Muhammed suresi 4. ayeti okunuşu , Ayet kelimesinin türkçe karşılığı.
﴿فَاِذَا لَق۪يتُمُ الَّذ۪ينَ كَفَرُوا فَضَرْبَ الرِّقَابِۜ حَتّٰٓى اِذَٓا اَثْخَنْتُمُوهُمْ فَشُدُّوا الْوَثَاقَۙ فَاِمَّا مَنًّا بَعْدُ وَاِمَّا فِدَٓاءً حَتّٰى تَضَعَ الْحَرْبُ اَوْزَارَهَاۚۛ ذٰلِكَۜۛ وَلَوْ يَشَٓاءُ اللّٰهُ لَانْتَصَرَ مِنْهُمْۙ وَلٰكِنْ لِيَبْلُوَ۬ا بَعْضَكُمْ بِبَعْضٍۜ وَالَّذ۪ينَ قُتِلُوا ف۪ي سَب۪يلِ اللّٰهِ فَلَنْ يُضِلَّ اَعْمَالَهُمْ ﴾ [محمد: 4]
ayet arapça & türkçe okunuşuFe-iżâ lakîtumu-lleżîne keferû fedarbe-rrikâbi hattâ iżâ eśḣantumûhum feşuddû-lveśâka fe-immâ mennen ba’du ve-immâ fidâen hattâ teda’a-lharbu evzârahâ(c) żâlike velev yeşâu(A)llâhu lentesara minhum velâkin liyebluve ba’dakum biba’d(in)(k) velleżîne kutilû fî sebîli(A)llâhi felen yudille a’mâlehum [Muhammed: 4]
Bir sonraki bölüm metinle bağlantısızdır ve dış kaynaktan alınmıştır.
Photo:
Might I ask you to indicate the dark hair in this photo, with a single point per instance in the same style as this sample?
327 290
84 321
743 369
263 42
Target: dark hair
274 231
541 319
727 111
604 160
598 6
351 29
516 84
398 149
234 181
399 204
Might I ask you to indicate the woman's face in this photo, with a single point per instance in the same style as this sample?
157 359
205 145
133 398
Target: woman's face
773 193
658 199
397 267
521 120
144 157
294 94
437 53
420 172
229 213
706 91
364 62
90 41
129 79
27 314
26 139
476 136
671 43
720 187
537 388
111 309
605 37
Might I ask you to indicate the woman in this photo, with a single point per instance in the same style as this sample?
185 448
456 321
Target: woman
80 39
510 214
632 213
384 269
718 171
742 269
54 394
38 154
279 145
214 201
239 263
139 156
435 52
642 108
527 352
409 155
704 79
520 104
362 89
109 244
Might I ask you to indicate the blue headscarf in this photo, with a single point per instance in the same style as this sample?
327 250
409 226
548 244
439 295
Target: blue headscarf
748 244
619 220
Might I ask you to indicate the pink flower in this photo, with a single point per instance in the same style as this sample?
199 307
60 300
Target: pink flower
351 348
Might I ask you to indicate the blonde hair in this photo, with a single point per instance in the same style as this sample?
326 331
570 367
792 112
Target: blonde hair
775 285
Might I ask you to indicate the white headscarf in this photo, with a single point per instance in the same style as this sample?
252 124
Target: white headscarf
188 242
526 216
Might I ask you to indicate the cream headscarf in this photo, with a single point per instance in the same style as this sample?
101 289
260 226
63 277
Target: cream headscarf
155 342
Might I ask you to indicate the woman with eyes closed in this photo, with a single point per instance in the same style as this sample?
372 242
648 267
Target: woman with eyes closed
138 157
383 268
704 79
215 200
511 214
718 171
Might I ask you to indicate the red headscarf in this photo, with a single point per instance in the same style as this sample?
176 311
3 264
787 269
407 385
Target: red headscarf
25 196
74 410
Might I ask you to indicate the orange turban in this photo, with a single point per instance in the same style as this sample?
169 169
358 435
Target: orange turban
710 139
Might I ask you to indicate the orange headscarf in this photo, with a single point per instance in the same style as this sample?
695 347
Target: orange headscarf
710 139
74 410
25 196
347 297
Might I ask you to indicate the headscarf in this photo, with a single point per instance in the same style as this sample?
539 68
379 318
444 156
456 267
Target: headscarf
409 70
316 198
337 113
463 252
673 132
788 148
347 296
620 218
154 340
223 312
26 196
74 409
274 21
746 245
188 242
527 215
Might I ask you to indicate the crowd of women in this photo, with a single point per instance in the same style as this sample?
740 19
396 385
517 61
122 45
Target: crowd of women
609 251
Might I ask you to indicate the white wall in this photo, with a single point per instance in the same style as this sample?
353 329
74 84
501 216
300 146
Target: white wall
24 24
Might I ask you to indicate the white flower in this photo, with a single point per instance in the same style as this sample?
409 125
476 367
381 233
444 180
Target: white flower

Meal Kur'an-ı Kerim - Diyanet
Savaşta inkar edenlerle karşılaştığınızda boyunlarını vurun; sonunda onlara üstün geldiğinizde onları esir alın; savaş sona erince onları ya karşılıksız, ya da fidye ile salıverin; Allah dilemiş olsaydı, onlardan başka türlü öç alabilirdi, bunun böyle olması, kiminizi kiminizle denemek içindir. Allah, kendi yolunda öldürülenlerin işlerini boşa çıkarmaz. [Muhammed: 4]
Muhammed Suresi 4. ayet tefsiri
Bu âyetler, savaşla alakalı temel kaideleri beyân eden ilk ilâhî tâlimatlardır. Kur’ân-ı Kerîm, haksız yere cana kıymaya son verebilmek için nasıl ki kısası emrediyorsa, aynı şekilde yeryüzünde savaşın sona ermesi; fitnenin ortadan kaldırılıp barış, hak ve din hürriyetinin hâkim kılınabilmesi için de zalim düşmanlarla savaşılmasını ve onların güçlerinin kırılmasını emretmektedir. Dolayısıyla İslâm’a göre savaşın hedefi, Allah’ın dininin hâkimiyetini sağlamak, zulüm ve haksızlıkları ortadan kaldırmak, insanla İslâm arasındaki engelleri bertaraf etmek ve insanların kimsenin baskısına maruz kalmadan hür iradeleriyle dinî tercihlerini yapmalarını sağlamaktır. “ Hiçbir fitne kalmayıncaya ve bütün hâkimiyet sadece Allah’ın oluncaya kadar o kâfirlerle savaşın ” ( Enfâl 8/39 ) âyetinde bu tâlimat daha açık bir şekilde verilir.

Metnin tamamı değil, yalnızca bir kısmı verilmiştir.